The agreement also signals a new phase in relations between Saudi Arabia and Iran, which have clashed on oil policy since 2014 and are backing opposite sides in civil wars in Syria and Yemen. The deal indicates that Riyadh and Tehran, with the mediation of Russia, Algeria and Qatar, were able to overcome the differences that sunk another proposal to cap production earlier this year.



The stakes for OPEC, which pumps 40% of the world’s oil, are high as the International Energy Agency has warned of a weak petroleum market next year.

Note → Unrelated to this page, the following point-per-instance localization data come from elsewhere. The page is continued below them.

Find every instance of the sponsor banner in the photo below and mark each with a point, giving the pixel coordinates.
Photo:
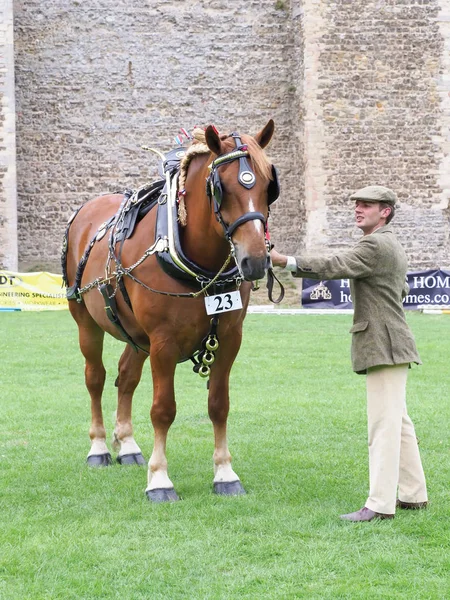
(31, 291)
(430, 289)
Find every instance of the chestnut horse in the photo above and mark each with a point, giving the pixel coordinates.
(224, 226)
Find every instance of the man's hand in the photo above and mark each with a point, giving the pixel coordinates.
(278, 260)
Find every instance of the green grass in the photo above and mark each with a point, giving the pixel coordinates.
(297, 433)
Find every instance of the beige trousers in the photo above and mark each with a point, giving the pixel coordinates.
(394, 459)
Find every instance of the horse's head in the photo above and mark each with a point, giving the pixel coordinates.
(241, 185)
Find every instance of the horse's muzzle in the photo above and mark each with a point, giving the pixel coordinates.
(254, 268)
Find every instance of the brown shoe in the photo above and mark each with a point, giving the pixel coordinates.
(410, 505)
(365, 514)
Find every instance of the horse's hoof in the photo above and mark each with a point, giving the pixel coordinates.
(229, 488)
(131, 459)
(99, 460)
(162, 495)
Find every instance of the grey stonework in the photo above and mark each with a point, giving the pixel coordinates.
(359, 91)
(8, 191)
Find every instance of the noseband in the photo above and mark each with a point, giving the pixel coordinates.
(246, 178)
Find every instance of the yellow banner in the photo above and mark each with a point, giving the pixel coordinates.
(31, 291)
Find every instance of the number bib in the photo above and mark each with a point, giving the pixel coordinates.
(223, 302)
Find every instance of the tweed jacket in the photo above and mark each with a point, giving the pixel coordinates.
(376, 267)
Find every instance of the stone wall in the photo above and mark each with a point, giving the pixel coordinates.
(8, 192)
(94, 84)
(359, 91)
(381, 98)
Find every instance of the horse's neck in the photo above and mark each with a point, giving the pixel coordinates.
(201, 241)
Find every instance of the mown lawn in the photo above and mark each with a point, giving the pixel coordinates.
(297, 433)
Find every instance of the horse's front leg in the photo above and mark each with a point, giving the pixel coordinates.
(163, 411)
(226, 481)
(130, 371)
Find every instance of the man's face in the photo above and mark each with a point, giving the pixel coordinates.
(370, 216)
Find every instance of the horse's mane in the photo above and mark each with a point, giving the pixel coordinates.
(260, 161)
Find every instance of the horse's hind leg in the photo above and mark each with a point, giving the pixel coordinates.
(91, 345)
(130, 371)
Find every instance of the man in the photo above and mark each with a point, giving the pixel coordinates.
(382, 348)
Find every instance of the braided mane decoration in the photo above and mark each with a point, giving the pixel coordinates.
(260, 161)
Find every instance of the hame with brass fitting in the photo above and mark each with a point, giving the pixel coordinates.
(208, 358)
(212, 343)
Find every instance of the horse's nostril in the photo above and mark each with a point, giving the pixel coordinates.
(254, 268)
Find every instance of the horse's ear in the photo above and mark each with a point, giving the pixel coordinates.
(265, 135)
(212, 139)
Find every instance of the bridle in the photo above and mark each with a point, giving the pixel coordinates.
(246, 178)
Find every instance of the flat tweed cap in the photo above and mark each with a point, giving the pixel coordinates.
(375, 193)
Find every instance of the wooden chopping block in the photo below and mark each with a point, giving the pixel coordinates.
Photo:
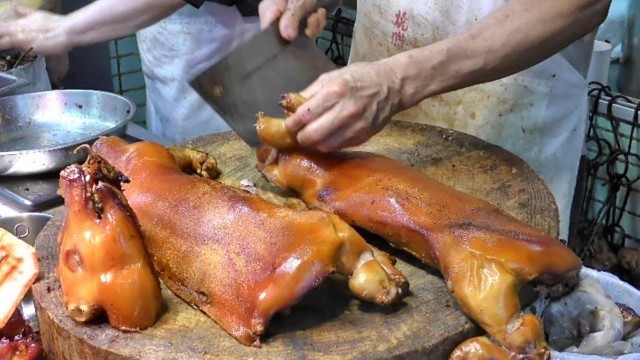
(328, 322)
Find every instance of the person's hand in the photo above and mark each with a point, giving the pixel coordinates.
(346, 107)
(35, 29)
(291, 13)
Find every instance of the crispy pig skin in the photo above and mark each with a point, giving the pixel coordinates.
(233, 255)
(103, 265)
(484, 254)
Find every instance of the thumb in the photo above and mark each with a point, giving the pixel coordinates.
(269, 11)
(295, 12)
(22, 10)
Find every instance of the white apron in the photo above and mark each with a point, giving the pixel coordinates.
(175, 50)
(539, 114)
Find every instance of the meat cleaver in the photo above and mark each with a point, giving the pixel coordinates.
(254, 75)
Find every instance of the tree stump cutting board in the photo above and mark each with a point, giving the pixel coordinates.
(328, 323)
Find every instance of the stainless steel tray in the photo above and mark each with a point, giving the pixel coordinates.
(9, 82)
(39, 131)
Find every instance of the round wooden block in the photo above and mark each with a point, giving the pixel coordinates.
(328, 322)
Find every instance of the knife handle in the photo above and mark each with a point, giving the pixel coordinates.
(329, 5)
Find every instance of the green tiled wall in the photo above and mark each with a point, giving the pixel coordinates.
(127, 74)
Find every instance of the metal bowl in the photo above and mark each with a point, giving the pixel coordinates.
(39, 131)
(26, 227)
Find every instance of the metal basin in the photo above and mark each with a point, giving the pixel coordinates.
(26, 227)
(39, 131)
(9, 82)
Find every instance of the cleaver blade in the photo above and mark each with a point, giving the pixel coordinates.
(252, 78)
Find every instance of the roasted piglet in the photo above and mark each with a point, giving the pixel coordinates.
(103, 265)
(233, 255)
(484, 254)
(18, 341)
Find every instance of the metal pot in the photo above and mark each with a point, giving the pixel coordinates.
(39, 131)
(629, 75)
(26, 227)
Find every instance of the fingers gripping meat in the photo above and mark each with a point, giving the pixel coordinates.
(235, 256)
(484, 254)
(103, 265)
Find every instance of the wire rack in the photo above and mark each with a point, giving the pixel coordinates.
(610, 206)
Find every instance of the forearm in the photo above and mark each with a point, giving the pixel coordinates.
(519, 35)
(105, 20)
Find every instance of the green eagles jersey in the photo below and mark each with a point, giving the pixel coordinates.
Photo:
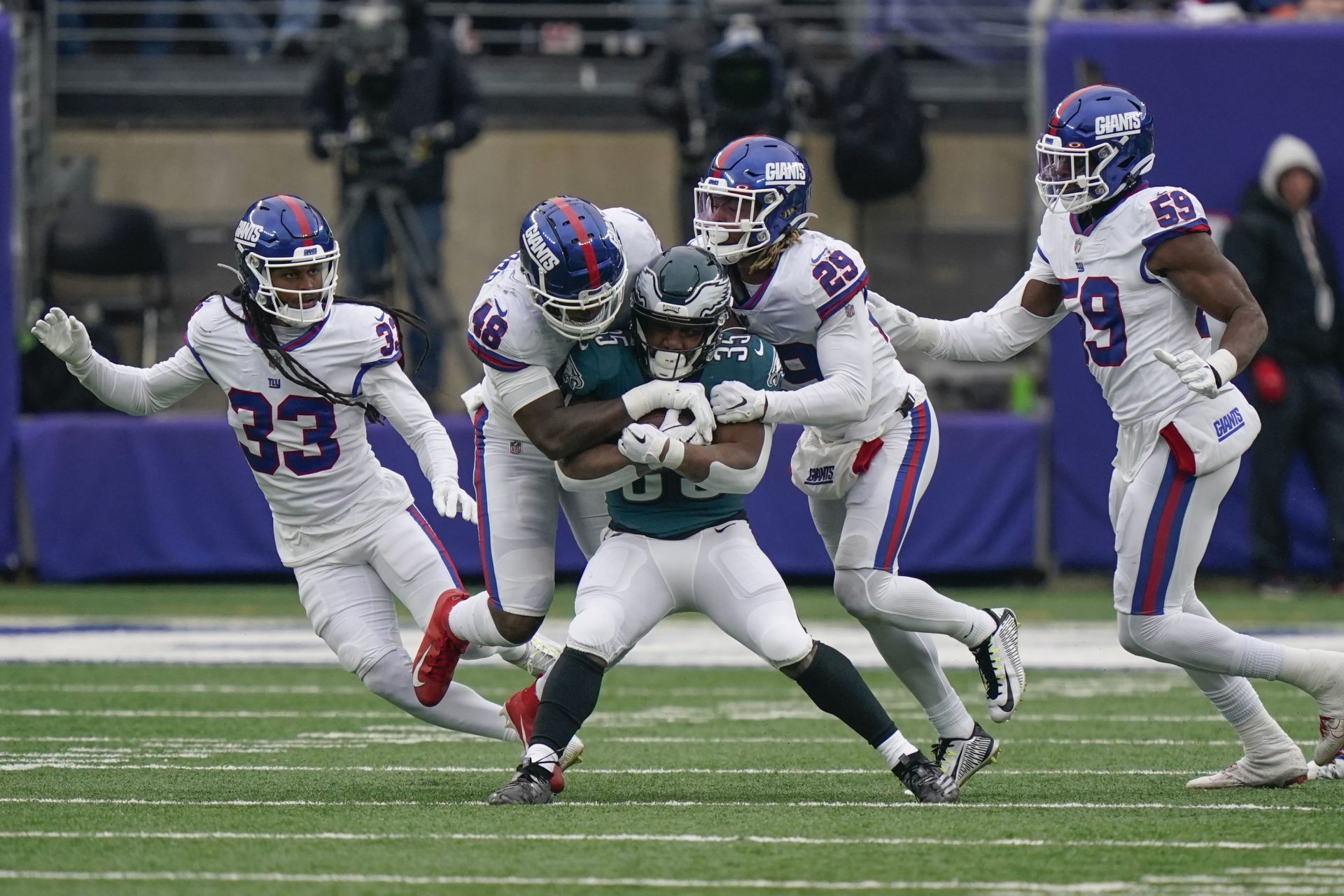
(663, 504)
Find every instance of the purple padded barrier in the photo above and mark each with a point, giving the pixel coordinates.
(115, 496)
(1219, 96)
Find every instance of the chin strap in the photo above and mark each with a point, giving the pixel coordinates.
(234, 272)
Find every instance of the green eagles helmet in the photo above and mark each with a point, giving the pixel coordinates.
(680, 301)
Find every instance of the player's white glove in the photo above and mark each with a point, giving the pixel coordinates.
(451, 500)
(475, 398)
(651, 447)
(650, 397)
(737, 402)
(64, 335)
(1200, 377)
(911, 331)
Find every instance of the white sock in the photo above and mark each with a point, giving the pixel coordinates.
(1316, 672)
(894, 747)
(542, 755)
(1242, 707)
(472, 621)
(949, 718)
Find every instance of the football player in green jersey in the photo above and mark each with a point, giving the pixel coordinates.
(679, 538)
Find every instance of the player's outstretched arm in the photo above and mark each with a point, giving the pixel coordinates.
(1018, 320)
(597, 469)
(1193, 264)
(562, 431)
(733, 464)
(397, 398)
(134, 390)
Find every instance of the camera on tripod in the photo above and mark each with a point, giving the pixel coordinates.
(372, 45)
(746, 86)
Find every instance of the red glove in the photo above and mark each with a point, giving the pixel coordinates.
(1269, 379)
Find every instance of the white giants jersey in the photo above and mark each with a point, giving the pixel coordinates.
(815, 279)
(309, 456)
(1126, 309)
(508, 333)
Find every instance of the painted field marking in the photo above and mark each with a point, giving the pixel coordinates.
(667, 839)
(647, 883)
(153, 766)
(659, 804)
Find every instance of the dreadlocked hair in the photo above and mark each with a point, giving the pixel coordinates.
(264, 330)
(769, 257)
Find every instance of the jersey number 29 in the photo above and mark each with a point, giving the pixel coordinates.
(1098, 298)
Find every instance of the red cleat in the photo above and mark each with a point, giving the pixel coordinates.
(521, 711)
(438, 653)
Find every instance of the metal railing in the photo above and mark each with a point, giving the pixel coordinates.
(505, 27)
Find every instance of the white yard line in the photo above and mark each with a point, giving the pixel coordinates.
(679, 643)
(657, 804)
(429, 735)
(645, 883)
(760, 711)
(668, 839)
(152, 766)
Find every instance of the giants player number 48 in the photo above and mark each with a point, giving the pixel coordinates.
(1138, 265)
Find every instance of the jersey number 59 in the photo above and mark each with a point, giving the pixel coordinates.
(1098, 298)
(267, 457)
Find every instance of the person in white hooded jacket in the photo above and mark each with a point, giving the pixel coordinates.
(1288, 261)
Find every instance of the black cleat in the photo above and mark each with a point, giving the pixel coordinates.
(925, 780)
(1000, 665)
(531, 785)
(960, 758)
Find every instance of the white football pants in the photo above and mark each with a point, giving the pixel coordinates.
(634, 582)
(349, 598)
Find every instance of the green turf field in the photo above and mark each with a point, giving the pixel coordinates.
(254, 780)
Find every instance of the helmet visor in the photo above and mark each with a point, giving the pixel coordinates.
(675, 347)
(727, 219)
(299, 290)
(1069, 178)
(587, 315)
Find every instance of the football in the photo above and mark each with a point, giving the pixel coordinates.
(666, 418)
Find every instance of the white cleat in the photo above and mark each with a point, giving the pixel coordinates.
(1282, 770)
(1332, 739)
(1329, 668)
(540, 656)
(1000, 666)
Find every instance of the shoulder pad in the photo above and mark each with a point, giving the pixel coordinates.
(1166, 210)
(638, 242)
(836, 269)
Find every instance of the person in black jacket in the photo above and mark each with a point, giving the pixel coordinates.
(1289, 264)
(391, 99)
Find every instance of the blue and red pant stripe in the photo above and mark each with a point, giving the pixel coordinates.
(1161, 540)
(906, 488)
(442, 551)
(483, 516)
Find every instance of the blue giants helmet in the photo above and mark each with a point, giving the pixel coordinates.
(755, 192)
(281, 232)
(574, 266)
(1098, 144)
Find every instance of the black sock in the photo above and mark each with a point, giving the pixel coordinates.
(836, 687)
(568, 699)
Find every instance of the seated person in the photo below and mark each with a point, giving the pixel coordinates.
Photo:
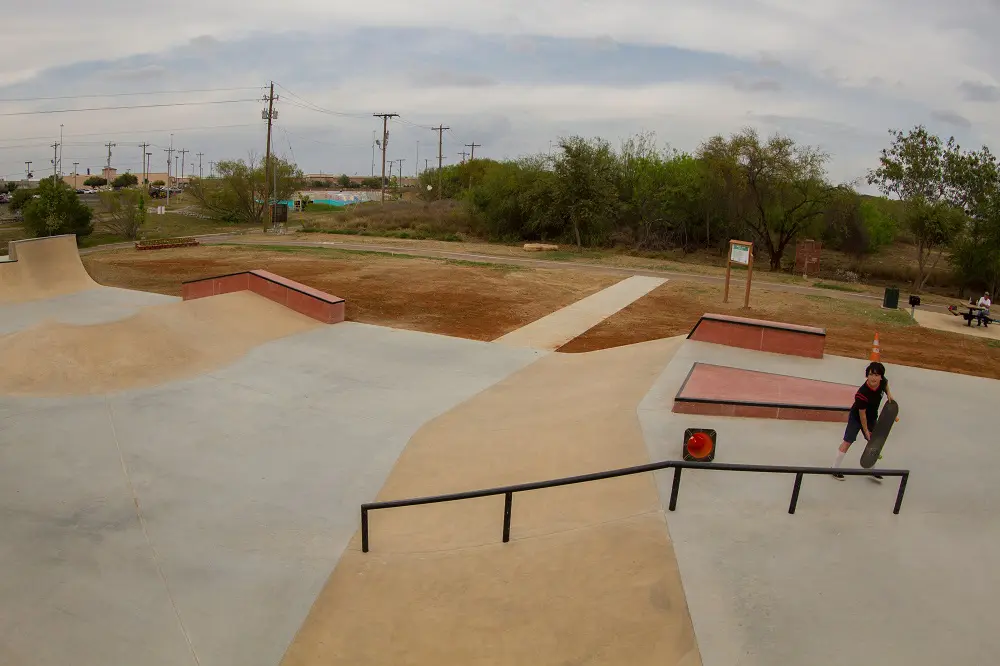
(984, 314)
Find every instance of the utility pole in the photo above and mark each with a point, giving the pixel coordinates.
(170, 154)
(108, 172)
(472, 156)
(142, 160)
(385, 139)
(269, 116)
(400, 176)
(440, 130)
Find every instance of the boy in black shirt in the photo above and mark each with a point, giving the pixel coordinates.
(864, 411)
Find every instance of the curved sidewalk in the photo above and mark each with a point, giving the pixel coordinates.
(590, 573)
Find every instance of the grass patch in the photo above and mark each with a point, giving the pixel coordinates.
(336, 251)
(438, 220)
(418, 234)
(838, 287)
(872, 314)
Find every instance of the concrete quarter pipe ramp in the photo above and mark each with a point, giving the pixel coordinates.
(43, 268)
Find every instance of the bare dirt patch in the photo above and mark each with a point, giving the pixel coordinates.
(476, 301)
(674, 308)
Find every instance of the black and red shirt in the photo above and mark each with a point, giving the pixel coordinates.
(869, 400)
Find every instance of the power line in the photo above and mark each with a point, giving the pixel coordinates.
(143, 131)
(133, 106)
(385, 139)
(99, 95)
(440, 130)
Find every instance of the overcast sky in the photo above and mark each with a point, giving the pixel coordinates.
(511, 76)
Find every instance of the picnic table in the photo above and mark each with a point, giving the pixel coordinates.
(974, 310)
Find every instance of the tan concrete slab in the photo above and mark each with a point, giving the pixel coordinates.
(556, 329)
(953, 324)
(589, 575)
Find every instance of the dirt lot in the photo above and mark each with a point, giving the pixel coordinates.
(477, 301)
(485, 301)
(674, 308)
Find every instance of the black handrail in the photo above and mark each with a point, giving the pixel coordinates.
(677, 465)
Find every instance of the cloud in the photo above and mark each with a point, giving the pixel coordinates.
(952, 118)
(834, 72)
(740, 82)
(453, 79)
(148, 74)
(979, 92)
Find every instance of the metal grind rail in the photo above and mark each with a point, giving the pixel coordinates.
(677, 465)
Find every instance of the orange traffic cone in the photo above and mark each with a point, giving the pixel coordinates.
(876, 354)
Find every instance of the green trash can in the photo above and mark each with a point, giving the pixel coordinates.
(891, 299)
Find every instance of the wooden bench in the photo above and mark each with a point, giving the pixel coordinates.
(760, 335)
(311, 302)
(161, 243)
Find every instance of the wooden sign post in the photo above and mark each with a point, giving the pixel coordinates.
(741, 253)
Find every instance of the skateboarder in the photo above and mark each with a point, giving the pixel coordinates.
(864, 411)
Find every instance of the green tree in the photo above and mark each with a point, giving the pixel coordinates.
(126, 212)
(779, 188)
(124, 180)
(56, 211)
(586, 194)
(20, 198)
(925, 173)
(514, 201)
(935, 225)
(879, 224)
(236, 194)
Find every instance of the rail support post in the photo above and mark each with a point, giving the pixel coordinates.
(364, 530)
(508, 500)
(795, 492)
(675, 488)
(899, 495)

Ian Taylor, the head of Vitol Group BV, the world’s largest oil-trading house, said that the crude market could remain oversupplied until 2018 unless producing countries stop flooding the market.

“I cannot see a good reason for a major increase in the price of oil” since the market remains “way oversupplied,” Taylor told a Bloomberg conference in London.

As OPEC agreed to limit its output, Russia smashed a post-Soviet oil-supply record, pumping 11.1 million barrels a day in September, up 400,000 from August, according to preliminary estimates. Russia participated in the Algiers talks, but it’s not party to the OPEC deal.